Si, mais nous allons faire un bilan avec son directeur, Gilles Brücker. L'InVS a déjà été chargé de certains aspects de la dioxine, alors que l'AFSSE se penchera sur la pollution de l'eau et celle de l'air. Il y a complétentarité. Nous reprendrons également le dossier des éthers de glycol.
Une très grande responsabilité
Comment vivez-vous votre nomination ?
J'en suis très honorée, et c'est une prolongation des travaux que j'ai menés à la tête de la commission de la sécurité des consommateurs et, avant, en tant que médecin au sein de la CNAM (Caisse nationale d'assurance-maladie, NDLR) et de l'expérience acquise à la Cour des comptes*. C'est une très grande responsabilité, à haut risque médiatique, comme tous les sujets touchant à la santé. J'aimerais faire avancer des dossiers dont on parle beaucoup, mais qui souffrent d'un manque d'expertises ou de coordination, comme le bruit. Mieux avertie, la population française doit devenir adulte et responsable.
Je pense qu'elle en est au stade de l'adolescence. Elle ne sait pas quelle est la part de responsabilité qui lui incombe. Il faut lui faire prendre conscience de ce qu'elle risque, mais également de ce qu'elle peut faire. Il est fondamental d'associer les consommateurs, de les informer et de les aider à comprendre l'information scientifique. Mais l'AFSSE, et l'interface fondamentale que sont les professions de santé, a tout d'abord l'obligation de rendre des avis scientifiquement indépendants.
Créer une élite française
Par quel biais ?
Notamment par celui de la formation. Il y a peu de chercheurs spécialisés en environnement, tant sur le plan toxicologique que juridique ou comportemental. On sait, par exemple, très peu de choses sur le comportement du consommateur. L'AFSSE devra accueillir de jeunes chercheurs en formation ou en postdoctorat. Il faut créer une élite française qui soit crédible sur le plan international et qui fournisse l'appui aux autorités françaises dans les instances européennes et internationales.
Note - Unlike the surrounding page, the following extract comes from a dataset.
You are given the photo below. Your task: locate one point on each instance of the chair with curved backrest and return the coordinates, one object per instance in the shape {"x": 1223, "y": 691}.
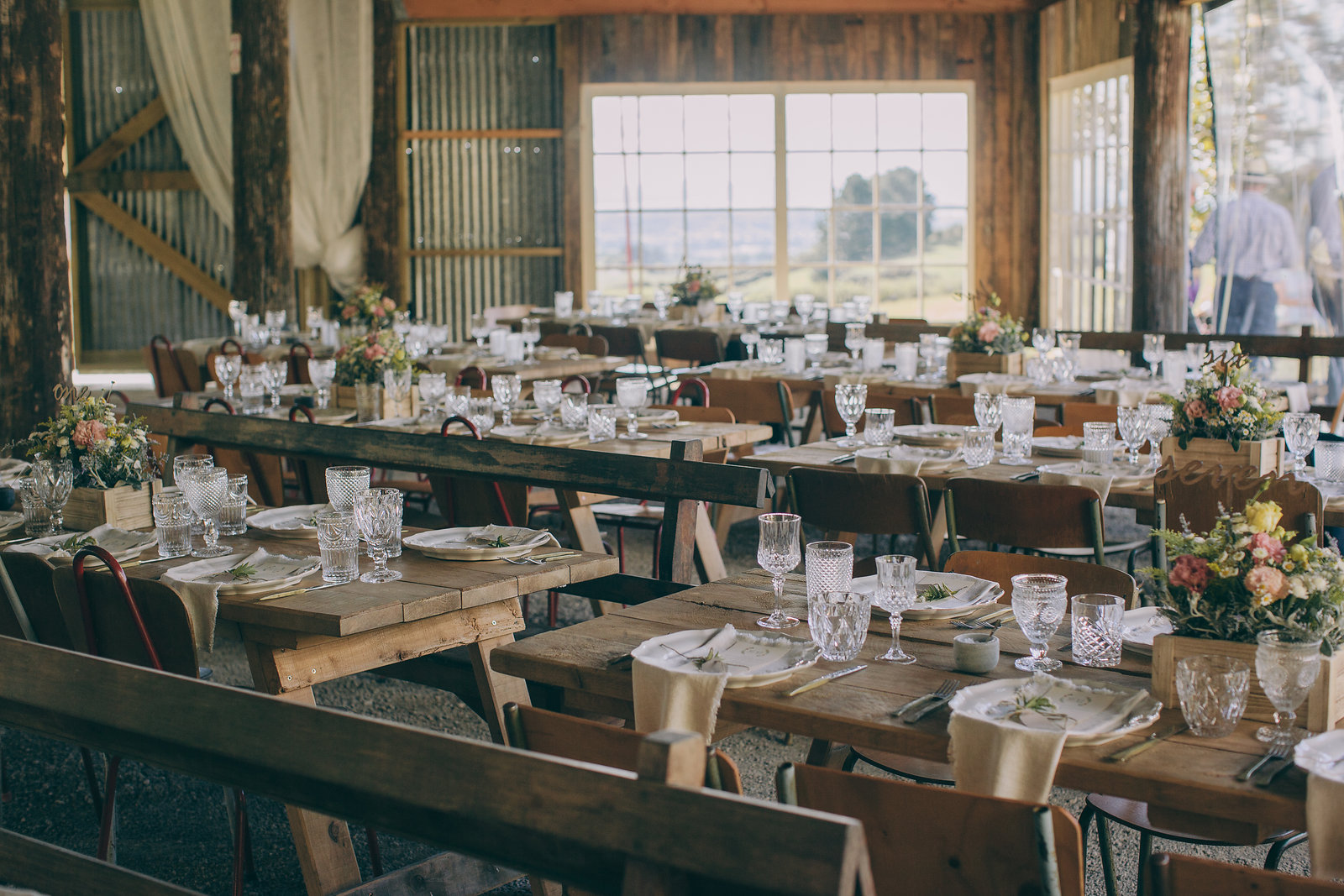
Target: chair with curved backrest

Il y a des études très importantes à faire. Lionel Brard, qui a été nommé président du conseil d'administration de l'AFSSE, devra en fixer les orientations. Le Dr Denis Zmirou, directeur scientifique, organisera les travaux scientifiques. J'aurai, quant à moi, pour tâche de traduire pour les professionnels et le public ce que l'AFSSE a voulu dire sur le plan scientifique. Nous sommes tous trois très complémentaires et très motivés.
* Voir le portrait du Dr Védrine dans « le Quotidien » du 19 septembre 2001.